I am not really sure you are serious. I even suspected this is a kind of trolling.
But if you are serious…
I really sympathize with you and respect your thirst for knowledge and understanding.
First of all, you should understand you're going to live a very difficult like, and not because of all those technical difficulties. Probably you will enjoy them. You can expect problem of a very different sort. In real life most "engineers" working in the industry have the attitude directly opposite to yours. They do all what it takes to learn as little as possible and are looking for some quick and cheep solutions and unearned easy money. Just take a look on other questions here at CodeProject to see what I'm talking about. If you reach the level of expertize you desire, all that people will hate you. They won't mind to use your expertize to their benefits though but will cell you short at any chance. They will be afraid of potential competition from your side and will do their best to let you down.
Not everything is that grim. You will certainly find some decent people in difference places. Nobody knows how many ears would it take to get you a chance to work with them.
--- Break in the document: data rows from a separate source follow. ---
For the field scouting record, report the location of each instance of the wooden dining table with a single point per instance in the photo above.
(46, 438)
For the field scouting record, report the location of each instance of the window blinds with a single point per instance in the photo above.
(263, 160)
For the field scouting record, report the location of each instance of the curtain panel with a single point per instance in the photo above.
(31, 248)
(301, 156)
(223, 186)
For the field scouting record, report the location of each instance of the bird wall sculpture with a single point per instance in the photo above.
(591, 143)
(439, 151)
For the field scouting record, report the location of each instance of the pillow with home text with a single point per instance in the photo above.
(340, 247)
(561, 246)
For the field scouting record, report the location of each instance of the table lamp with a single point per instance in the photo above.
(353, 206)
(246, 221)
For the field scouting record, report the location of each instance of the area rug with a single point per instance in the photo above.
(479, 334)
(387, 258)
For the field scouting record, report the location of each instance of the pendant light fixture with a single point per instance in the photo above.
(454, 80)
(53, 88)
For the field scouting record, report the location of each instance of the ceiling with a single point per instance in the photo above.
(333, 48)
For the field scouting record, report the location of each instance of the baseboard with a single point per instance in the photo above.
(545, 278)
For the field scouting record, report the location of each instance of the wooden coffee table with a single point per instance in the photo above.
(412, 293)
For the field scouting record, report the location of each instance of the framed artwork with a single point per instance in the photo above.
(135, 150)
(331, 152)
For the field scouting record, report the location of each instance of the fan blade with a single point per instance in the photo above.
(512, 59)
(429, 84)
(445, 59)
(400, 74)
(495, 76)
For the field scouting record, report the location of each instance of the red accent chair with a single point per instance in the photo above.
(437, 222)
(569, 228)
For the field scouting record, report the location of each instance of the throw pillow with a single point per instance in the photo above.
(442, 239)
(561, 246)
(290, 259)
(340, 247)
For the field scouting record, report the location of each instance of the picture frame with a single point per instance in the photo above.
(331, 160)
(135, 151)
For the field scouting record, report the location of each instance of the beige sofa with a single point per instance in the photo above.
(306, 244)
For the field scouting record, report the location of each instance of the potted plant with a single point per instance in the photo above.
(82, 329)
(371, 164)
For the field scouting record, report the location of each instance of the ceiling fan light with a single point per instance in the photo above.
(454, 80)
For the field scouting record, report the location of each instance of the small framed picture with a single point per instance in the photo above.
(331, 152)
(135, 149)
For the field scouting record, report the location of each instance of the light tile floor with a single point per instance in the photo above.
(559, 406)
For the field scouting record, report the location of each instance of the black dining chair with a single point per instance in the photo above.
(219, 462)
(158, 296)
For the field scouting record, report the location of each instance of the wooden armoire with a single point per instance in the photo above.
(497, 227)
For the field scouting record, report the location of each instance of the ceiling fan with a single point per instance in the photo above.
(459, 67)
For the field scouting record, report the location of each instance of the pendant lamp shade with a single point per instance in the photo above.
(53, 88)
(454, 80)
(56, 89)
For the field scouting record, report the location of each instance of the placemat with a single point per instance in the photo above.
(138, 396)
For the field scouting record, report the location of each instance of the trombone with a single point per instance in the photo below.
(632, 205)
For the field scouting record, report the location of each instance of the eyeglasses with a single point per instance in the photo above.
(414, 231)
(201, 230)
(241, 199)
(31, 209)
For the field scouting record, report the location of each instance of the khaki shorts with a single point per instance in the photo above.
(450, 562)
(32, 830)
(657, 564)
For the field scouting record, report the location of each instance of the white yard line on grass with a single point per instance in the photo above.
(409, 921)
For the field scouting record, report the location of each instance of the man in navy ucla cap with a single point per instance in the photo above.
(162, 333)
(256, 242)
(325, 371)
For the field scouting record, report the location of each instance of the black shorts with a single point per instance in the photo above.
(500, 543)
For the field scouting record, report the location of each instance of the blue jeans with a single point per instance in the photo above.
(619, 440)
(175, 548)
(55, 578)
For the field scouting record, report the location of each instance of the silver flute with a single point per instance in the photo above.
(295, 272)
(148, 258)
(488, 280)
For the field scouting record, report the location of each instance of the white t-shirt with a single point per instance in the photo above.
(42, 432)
Speaking of the fields of technology you're interesting in, you're asking too many questions, so hardly anyone would be able to help you right direction in all the fields in one quick answer. I can only give you the basic ideas. You should understand that if you go in for every technical detail, you will never get time for this. Therefore, you need to focus on fundamental (and theoretical) aspects of programming. At the same time, you need to practice all the time. The false illusion of knowledge can be too strong. Fortunately, there is pretty good way to check up your understanding: implement key solutions into working code. This is not 100% reliable though. The solution may work, but only for a while. You should go away from trial and error approach and use fundamental approach. For every line you write you should understand why. You should find analytical approach to every problem. This is all about fundamental aspects.
At the same time, there is a lot of junk knowledge: a lot of concrete software/firmware products by concrete manufacturers. You need to save time and learn them only when it is really required by some practical purpose. You need to work not toward erudition, but for really deep understanding. (Even though the job hunting is based on concrete junk knowledge, this is a bad illness of the industry; so you need to put yourself above this. You principle should be working for yourself first, then for your company; at the same time, you will need to be able to achieve ultimate commercial and other goals; this is no a very easy balance.)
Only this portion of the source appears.